Han pasado 15 días desde la primera vuelta de las elecciones presidenciales y 10 desde que concluyeron los escrutinios, que confirmaron una ventaja de cerca de 673.000 votos de Abelardo de la Espriella sobre Iván Cepeda. Sin embargo, el presidente Gustavo Petro aún no ha reconocido esos resultados.
El propio candidato del Pacto Histórico terminó aceptándolos oficialmente una semana después de la elección. Petro, en cambio, luego de insistir en un supuesto faltante de 800.000 votos –versión que ya fue desmentida por la Registraduría– ha dicho poco más al respecto.

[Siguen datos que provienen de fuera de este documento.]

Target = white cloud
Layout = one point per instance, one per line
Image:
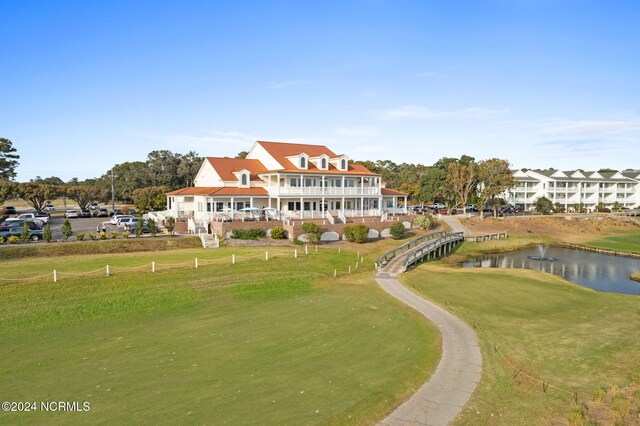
(592, 127)
(413, 111)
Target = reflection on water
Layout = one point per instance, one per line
(597, 271)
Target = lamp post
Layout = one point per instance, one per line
(113, 193)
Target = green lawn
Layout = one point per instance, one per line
(568, 335)
(629, 243)
(258, 342)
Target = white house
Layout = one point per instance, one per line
(576, 187)
(284, 180)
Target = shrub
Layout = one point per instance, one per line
(360, 233)
(46, 233)
(66, 230)
(153, 227)
(278, 233)
(313, 230)
(397, 230)
(248, 234)
(170, 224)
(425, 221)
(348, 233)
(26, 232)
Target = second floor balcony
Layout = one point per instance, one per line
(326, 191)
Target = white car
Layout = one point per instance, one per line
(42, 217)
(126, 220)
(116, 218)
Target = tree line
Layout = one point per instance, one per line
(454, 182)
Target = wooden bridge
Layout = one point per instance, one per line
(432, 246)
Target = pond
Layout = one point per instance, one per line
(594, 270)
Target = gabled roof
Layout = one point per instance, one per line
(216, 191)
(226, 166)
(193, 190)
(387, 191)
(281, 150)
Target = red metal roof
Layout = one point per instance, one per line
(387, 191)
(226, 166)
(281, 150)
(219, 191)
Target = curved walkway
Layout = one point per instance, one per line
(442, 397)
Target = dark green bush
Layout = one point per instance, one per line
(360, 233)
(278, 233)
(348, 233)
(313, 230)
(397, 230)
(248, 234)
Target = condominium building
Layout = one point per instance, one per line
(576, 188)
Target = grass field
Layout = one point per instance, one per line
(629, 243)
(259, 342)
(573, 337)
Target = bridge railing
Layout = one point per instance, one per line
(386, 258)
(431, 247)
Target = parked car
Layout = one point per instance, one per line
(116, 217)
(131, 226)
(34, 234)
(124, 220)
(10, 210)
(39, 216)
(19, 223)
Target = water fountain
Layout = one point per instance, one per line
(542, 250)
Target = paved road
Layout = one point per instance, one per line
(444, 395)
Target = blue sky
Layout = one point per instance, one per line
(88, 84)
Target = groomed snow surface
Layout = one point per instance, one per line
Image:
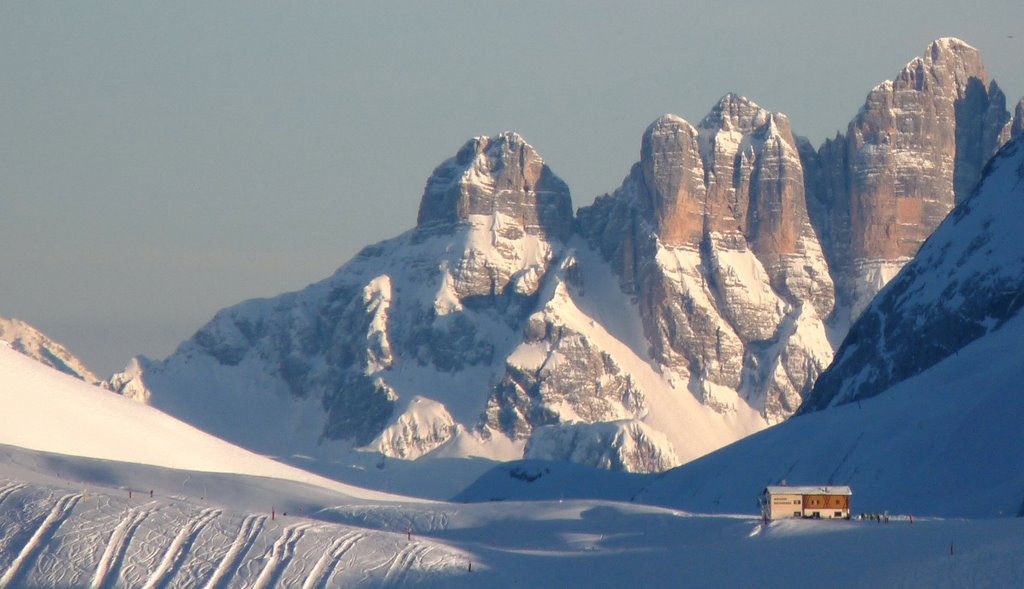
(87, 520)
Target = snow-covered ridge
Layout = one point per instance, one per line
(48, 411)
(32, 342)
(965, 283)
(697, 301)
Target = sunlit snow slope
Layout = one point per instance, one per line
(46, 410)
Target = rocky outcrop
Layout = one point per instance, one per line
(1018, 124)
(711, 232)
(676, 314)
(914, 150)
(966, 281)
(501, 175)
(33, 343)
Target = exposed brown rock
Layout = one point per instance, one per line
(502, 174)
(916, 146)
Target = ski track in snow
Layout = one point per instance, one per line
(248, 532)
(179, 547)
(281, 554)
(116, 547)
(403, 561)
(329, 561)
(8, 489)
(57, 514)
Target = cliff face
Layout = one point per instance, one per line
(711, 232)
(914, 150)
(695, 304)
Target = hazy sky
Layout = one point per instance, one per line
(162, 161)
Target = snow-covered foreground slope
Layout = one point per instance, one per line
(947, 442)
(78, 521)
(34, 343)
(46, 410)
(59, 532)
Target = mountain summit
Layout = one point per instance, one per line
(693, 305)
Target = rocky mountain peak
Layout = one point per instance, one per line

Un silencio que genera incertidumbre
Analistas políticos señalan que la falta de pronunciamiento del presidente podría ser parte de una estrategia para mantener la movilización de sus bases de cara a la segunda vuelta del 21 de junio. Sin embargo, desde diversos sectores se ha hecho un llamado a respetar los resultados electorales y a evitar cualquier acción que pueda generar desconfianza en el proceso democrático.
El silencio del presidente no es inocente. Puede estar buscando mantener la tensión y la atención sobre un posible fraude que no existe, para que sus seguidores salgan masivamente a votar en la segunda vuelta.
Mientras tanto, la Registraduría Nacional ha reiterado la transparencia del proceso y ha instado a todos los actores políticos a aceptar los resultados oficiales. La segunda vuelta se perfila como una jornada decisiva para el futuro del país, y el llamado al respeto de la voluntad popular se ha convertido en un clamor generalizado.